The silence takes over again, stretching between us like a rubber band ready to snap. He's being careful, walkingexactly parallel to me, maintaining just enough distance that our arms won't accidentally brush.
He thinks I'm fragile. That I might break.
The thought makes my jaw clench. I'm not some delicate flower he needs to handle with kid gloves. I'm furious. Hurt. But I'm not broken.
Five more steps. Ten. The sound of his feet hitting sand in perfect time with mine grates against my nerves.
Say something. End this.
"Palm Beach has been a lucrative venture for you, in more ways than one."
I'm being a passive-aggressive bitch, and I'm not sorry about it. He doesn't deserve the opportunity to make excuses with a vulnerable opening.
Cole's step falters slightly, but he keeps up. He looks at me, trying to figure out what I'm getting out, but doesn't say anything. So I twist a little further.
"That was smart to keep that little tidbit about being the very person who was forcing a vote. You went so far as to act like you weren't sure how you would vote."
I don't look at him, but I can feel him turning the words over. Choosing his response carefully, like he's defusing a bomb. Fight back. Give me a reason to hate you properly.
"That's a little skewed, but you're right to kick me in the balls. I deserve it."
Fuck him. He doesn't get to own this.
His restraint makes my chest tight with rage that I don't know how to release. I want him to defend himself, to argue. I want him to give me something to push against.
Instead, he gives me nothing.
It's best if I stop. Nothing he gives me will be enough, and it will only make me madder.
The breeze picks up, carrying the smell of sunscreenfrom early fishermen setting up chairs in the distance. My skin is sticky with dried sweat and salt air.

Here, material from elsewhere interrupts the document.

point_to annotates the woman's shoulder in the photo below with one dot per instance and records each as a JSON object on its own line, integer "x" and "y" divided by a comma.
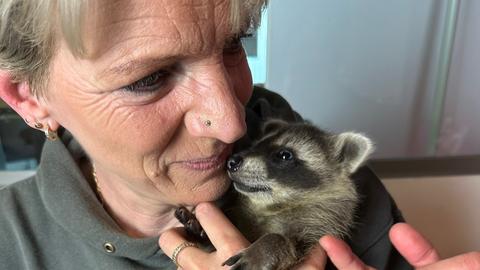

My feet slow down without my permission. Then stop completely.
Leave it alone. Walk away.
But my body won't move. Won't let me take another step toward my deck and the safety of putting walls between us. I turn to face him. His blue-gray eyes are cautious, waiting. He's letting me direct this.
For the first time since that horrible phone call from the reporter, I say his name.
"Cole."
It comes out softer than I would have wanted. Fewer weapons, more surrender.